Men who have Peyronie’s disease - where the penis curves dramatically - could have an increased risk of developing cancer, according to a new study.
The study of 1.5 million men by researchers from Baylor College of Medicine, Houston, suggested men with the condition have a 40% increased risk of developing testicular cancer, a 40% increased risk of developing stomach cancer and a 29% increased risk of developing skin cancer (melanoma), according to The Telegraph.
But Dr Helen Webberley, who runs the online healthcare service My Web Doctor, said “we need to be very careful that this [research] is fully evaluated before people start to worry”. She added: “We also need to be careful that very ‘normal’ men with a slight bend do not get swept up in this association.”
Off the back of the study, we looked into the symptoms and causes of Peyronie’s disease, as well as how to get treated.
What is Peyronie’s disease?
“Many men have a bend or a mild curvature of the penis,” Dr Webberley explained. “Peyronie’s disease is a different thing altogether. It is a rare condition where there is true fibrosis in the shaft of the penis leading to a marked bend and difficulties with urination and sex.”
If you have any of the following symptoms, you should see your GP:
:: a thickened area or hard lump (plaque) in the shaft of the penis
:: a curve in the penis when it’s erect
:: pain in the penis, usually during an erection
:: the penis looking misshapen, like an hour glass
:: loss of length or girth of the penis.
According to the British Association of Urological Surgeons (BAUS), Peyronie’s disease affects approximately one in every 16 men (6%), however many urologists believe it’s under-reported, possibly affecting as many as one in 10 men (10%). Most men affected are over the age of 40.

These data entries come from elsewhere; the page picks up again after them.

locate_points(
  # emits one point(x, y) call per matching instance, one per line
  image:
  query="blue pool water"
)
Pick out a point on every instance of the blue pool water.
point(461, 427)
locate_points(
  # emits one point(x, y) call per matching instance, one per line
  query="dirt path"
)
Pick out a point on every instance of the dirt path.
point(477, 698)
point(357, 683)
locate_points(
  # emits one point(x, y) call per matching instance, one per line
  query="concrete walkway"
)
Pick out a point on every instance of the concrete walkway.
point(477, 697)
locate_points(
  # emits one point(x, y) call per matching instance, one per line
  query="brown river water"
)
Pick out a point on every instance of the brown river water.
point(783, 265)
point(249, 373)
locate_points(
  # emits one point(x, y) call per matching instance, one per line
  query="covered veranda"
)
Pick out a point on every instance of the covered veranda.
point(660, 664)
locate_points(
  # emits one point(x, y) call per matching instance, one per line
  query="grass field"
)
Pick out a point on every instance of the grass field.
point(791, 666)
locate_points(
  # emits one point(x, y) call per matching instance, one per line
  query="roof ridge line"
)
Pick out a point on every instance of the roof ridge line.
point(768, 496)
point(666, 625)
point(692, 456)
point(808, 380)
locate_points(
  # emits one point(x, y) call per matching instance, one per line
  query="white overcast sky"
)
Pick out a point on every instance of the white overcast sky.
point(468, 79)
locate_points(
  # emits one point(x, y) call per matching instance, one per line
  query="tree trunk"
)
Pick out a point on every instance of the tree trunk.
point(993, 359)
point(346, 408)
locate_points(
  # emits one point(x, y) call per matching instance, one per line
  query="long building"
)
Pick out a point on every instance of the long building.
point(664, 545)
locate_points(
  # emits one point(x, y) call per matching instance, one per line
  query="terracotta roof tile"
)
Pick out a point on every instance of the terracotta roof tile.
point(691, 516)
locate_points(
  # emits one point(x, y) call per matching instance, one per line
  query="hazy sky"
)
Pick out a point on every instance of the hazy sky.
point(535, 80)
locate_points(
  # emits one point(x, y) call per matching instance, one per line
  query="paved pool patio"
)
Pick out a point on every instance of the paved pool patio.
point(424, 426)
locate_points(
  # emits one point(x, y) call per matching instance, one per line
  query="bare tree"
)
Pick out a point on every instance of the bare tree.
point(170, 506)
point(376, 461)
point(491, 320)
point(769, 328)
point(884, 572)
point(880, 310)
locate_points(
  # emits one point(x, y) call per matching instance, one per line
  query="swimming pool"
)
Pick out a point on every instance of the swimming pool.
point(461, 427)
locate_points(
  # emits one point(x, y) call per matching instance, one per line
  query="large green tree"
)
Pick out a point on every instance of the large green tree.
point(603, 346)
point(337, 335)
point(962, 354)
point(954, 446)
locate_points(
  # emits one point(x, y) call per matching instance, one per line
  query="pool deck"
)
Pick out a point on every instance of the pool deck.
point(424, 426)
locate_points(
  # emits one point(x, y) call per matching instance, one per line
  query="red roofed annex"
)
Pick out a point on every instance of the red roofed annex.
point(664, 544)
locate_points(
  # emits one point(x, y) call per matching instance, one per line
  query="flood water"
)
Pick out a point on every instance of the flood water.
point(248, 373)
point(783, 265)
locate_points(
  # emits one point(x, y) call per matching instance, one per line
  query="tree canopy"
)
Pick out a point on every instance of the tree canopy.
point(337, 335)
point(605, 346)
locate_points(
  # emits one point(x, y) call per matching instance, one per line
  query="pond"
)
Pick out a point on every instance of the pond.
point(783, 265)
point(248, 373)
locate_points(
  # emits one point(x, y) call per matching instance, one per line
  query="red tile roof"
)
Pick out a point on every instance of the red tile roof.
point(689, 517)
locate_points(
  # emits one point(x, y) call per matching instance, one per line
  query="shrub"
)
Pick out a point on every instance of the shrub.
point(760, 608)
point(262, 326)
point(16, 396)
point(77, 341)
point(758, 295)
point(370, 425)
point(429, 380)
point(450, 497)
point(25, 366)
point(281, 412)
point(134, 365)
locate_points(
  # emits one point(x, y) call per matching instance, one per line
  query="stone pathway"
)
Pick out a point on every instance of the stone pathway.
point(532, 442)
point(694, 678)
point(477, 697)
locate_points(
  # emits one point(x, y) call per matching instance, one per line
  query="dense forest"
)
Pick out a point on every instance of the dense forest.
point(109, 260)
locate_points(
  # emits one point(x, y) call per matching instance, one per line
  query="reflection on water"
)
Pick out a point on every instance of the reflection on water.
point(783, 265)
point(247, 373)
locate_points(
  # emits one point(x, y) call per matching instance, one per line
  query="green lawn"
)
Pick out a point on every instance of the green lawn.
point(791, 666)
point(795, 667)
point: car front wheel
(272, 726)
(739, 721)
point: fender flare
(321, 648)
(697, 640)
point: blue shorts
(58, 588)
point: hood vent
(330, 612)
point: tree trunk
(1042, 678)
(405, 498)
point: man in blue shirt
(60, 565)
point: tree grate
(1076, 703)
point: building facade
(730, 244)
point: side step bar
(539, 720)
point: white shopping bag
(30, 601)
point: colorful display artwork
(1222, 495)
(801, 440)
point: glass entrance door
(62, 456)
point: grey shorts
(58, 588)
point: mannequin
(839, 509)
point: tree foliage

As previously mentioned, the condition causes the penis to curve. When a plaque grows on the top of the penis, for example, it can cause the penis to bend upward and when it grows on the underside, it causes a downward bend. In some cases, the plaque develops centrally, which can lead to indentation and shortening of the penis.
There are often two stages to the disease, according to BAUS: a painful, inflammatory phase which usually lasts for three to six months and a chronic or stable phase, which usually happens at least six months after the pain has stopped. During the latter stage, no new changes occur to the shape or curvature of the penis.
Peyronie’s disease is sometimes caused by injury to the penis, however in a lot of cases there’s no obvious reason as to why it develops.
The disease usually changes the shape of the penis permanently, meaning it won’t go back to the way it was before. That said, it won’t always affect men to the point where they need treatment, according to the NHS.
If Peyronie’s disease is affecting your sexual function or causing pain, you might be offered non-surgical treatment such as steroids which are injected into the affected area or medicines. Extracorporeal shockwave therapy (ESWT) is also an option, where soundwaves target the plaque. Although there is not much evidence to suggest any of the aforementioned treatments are effective.
In severe cases, Peyronie’s can be treated with surgery. According to the NHS, this might involve: removing or cutting away the plaque and attaching a patch of skin or a vein to straighten the penis, removing an area of the penis opposite the plaque to cancel out the bend or implanting a device to straighten the penis.